I believe that the implications of these facts for us are fairly simple.

  • We, absent access to the relevant classified information, are in no position to determine when military strikes by either Israel or American against Iran’s nuclear program might be essential.
  • Actions that support the effectiveness of sanctions and diplomacy including the threat of grave results (ie. military action) should those efforts fail should be strongly supported so as to avoid the possibility of necessitating military action through undermining sanctions and diplomacy.
  • Israel has no good alternative other than having sanctions and diplomatic efforts be successful. A nuclear armed Iran or the results of military action against Iran would be very bad in the least.
  • Those who are supporters of Israel will either find themselves not needing to worry as much if Iran ceases to advance toward the development of nuclear weaponry or will need to increase support of the Israelis in the event of any military action against Iran by either Israel or America.

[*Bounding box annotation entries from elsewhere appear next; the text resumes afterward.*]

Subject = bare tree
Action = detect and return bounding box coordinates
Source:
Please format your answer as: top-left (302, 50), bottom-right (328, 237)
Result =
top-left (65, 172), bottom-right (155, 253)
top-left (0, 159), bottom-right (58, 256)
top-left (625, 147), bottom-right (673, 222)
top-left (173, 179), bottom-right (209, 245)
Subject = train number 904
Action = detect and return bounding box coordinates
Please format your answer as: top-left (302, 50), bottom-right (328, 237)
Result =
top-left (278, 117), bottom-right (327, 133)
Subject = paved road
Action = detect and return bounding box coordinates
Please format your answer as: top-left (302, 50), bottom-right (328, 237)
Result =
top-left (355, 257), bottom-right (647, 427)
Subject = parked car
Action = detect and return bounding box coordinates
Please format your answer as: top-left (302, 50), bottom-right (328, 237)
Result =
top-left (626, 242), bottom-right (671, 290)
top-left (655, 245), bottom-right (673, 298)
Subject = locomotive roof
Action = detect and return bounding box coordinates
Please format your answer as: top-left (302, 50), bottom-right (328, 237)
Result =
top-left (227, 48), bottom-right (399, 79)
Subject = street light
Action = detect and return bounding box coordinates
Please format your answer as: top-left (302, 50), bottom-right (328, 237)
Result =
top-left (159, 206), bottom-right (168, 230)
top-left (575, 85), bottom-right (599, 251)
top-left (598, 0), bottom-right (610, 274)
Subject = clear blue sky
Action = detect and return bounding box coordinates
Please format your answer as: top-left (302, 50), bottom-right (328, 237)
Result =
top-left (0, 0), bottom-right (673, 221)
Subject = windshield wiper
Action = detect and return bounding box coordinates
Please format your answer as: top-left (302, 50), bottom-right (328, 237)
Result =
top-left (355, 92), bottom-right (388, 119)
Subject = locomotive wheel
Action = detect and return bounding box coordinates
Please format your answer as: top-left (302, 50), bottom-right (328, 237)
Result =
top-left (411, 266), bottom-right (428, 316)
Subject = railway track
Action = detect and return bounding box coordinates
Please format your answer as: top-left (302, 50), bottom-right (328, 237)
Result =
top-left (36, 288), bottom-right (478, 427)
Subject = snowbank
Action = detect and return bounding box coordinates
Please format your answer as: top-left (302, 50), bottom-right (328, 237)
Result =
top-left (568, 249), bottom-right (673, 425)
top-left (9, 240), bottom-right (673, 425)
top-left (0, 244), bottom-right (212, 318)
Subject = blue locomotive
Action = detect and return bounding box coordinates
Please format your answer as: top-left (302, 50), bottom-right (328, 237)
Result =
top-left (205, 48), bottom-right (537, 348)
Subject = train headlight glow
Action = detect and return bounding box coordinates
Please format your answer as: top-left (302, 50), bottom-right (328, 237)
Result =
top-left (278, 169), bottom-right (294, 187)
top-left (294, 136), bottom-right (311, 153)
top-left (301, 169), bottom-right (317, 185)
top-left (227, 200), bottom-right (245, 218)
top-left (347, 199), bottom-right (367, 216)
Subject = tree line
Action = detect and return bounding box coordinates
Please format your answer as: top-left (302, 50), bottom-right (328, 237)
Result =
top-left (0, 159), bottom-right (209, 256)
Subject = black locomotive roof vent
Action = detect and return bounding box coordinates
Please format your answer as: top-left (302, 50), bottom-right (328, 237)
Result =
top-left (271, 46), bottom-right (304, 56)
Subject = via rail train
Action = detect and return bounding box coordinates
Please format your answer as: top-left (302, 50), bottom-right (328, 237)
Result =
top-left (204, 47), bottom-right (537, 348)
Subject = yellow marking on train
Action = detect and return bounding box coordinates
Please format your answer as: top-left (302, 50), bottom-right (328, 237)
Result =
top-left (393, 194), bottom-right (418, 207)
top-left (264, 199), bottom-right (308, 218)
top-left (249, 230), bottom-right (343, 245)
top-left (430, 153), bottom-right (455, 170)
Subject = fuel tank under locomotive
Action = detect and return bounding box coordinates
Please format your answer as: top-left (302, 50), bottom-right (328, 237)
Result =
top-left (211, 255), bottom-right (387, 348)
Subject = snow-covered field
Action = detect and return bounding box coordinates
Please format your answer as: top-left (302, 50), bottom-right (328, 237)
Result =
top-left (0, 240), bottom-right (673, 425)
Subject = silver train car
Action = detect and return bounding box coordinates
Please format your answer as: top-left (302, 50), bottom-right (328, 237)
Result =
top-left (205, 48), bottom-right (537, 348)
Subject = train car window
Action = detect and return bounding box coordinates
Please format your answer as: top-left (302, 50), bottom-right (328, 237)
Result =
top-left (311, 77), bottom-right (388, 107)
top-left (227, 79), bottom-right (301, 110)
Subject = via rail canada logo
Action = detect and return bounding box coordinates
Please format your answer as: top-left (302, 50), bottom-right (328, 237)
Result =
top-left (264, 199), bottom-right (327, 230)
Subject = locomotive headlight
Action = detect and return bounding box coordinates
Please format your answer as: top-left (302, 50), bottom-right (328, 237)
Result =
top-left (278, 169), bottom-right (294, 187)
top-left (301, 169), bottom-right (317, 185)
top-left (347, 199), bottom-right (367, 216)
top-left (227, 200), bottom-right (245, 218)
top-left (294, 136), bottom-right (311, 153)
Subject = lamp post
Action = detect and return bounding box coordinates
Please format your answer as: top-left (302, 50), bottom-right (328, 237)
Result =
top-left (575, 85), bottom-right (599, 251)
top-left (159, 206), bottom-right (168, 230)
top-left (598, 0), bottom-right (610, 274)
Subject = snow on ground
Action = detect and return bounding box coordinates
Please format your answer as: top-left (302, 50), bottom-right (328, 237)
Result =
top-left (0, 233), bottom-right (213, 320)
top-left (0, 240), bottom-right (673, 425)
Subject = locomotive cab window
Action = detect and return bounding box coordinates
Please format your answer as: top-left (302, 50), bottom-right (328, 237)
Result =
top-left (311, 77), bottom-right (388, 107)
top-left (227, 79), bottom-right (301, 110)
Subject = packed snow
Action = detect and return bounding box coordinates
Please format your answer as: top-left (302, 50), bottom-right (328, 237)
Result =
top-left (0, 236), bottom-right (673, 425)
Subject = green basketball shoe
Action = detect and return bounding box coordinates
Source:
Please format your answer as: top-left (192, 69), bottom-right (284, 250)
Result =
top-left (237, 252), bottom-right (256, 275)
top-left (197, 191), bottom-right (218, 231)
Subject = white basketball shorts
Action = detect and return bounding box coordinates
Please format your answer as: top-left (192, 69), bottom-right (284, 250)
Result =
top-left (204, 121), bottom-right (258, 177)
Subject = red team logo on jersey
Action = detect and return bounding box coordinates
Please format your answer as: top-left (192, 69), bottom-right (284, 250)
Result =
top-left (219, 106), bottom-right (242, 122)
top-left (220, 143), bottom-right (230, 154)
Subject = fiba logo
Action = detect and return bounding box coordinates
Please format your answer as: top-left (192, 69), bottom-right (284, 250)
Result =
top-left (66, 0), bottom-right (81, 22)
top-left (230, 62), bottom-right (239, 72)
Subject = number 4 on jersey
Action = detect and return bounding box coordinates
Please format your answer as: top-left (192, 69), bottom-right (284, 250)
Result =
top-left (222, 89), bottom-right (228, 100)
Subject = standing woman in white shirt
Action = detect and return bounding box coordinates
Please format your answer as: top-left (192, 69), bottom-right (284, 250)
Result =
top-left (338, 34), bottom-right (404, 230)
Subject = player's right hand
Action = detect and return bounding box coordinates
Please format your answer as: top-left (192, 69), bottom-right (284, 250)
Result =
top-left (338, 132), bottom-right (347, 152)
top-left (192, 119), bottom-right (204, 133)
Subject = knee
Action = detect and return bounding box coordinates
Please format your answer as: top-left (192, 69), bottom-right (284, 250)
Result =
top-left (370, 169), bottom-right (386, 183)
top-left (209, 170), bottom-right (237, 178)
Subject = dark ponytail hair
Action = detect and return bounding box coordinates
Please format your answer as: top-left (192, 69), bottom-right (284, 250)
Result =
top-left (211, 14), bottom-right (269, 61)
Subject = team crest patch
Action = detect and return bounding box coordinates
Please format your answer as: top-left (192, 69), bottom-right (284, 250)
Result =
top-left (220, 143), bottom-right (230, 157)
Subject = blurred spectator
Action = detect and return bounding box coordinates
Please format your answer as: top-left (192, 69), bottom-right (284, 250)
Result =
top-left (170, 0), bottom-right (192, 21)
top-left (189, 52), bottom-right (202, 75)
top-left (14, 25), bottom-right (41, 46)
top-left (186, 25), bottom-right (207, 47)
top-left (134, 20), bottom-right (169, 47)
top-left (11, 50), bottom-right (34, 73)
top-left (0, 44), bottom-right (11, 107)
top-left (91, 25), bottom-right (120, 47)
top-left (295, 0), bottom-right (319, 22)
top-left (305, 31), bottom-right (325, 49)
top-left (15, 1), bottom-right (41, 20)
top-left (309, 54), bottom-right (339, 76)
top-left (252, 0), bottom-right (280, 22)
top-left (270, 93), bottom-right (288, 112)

Taking all of this into account, the only responsible and reasonable policy for an individual or organization to take regarding this issue is one similar to that taken by ARZA, the Association of Reform Zionists of America, whom I applaud. ARZA sent out this statement on March 12:

“Iran threatens America as well as Israel with its efforts to create a nuclear weapon, its ongoing support of terrorism like the groups in Gaza that are sending rockets into Israel currently, and its support of Islamic fanaticism aimed at the destruction of the West,” stated Rabbi Robert Orkand, President of ARZA, The Association of Reform Zionist of America, after returning from two weeks in Israel as a member of the Conference of Presidents of Major American Jewish Organizations and the Boards of the Jewish Agency for Israel and the World Zionist Organization. Iran and the turmoil in the Middle East dominated every conversation with Israeli leaders and foreign policy experts.

“ARZA affirms that Israel must always have the final word on decisions concerning its own defense” remarked Rabbi Daniel Allen, Executive Director of ARZA who was also part of the study mission.

Finally, ARZA joins the Government of Israel in supporting the efforts of President Obama to find a diplomatic way to convince Iran that it should cease all nuclear activity. However, if such an effort is not successful, all means necessary should be used to end the nuclear ambitions of the Iranian regime.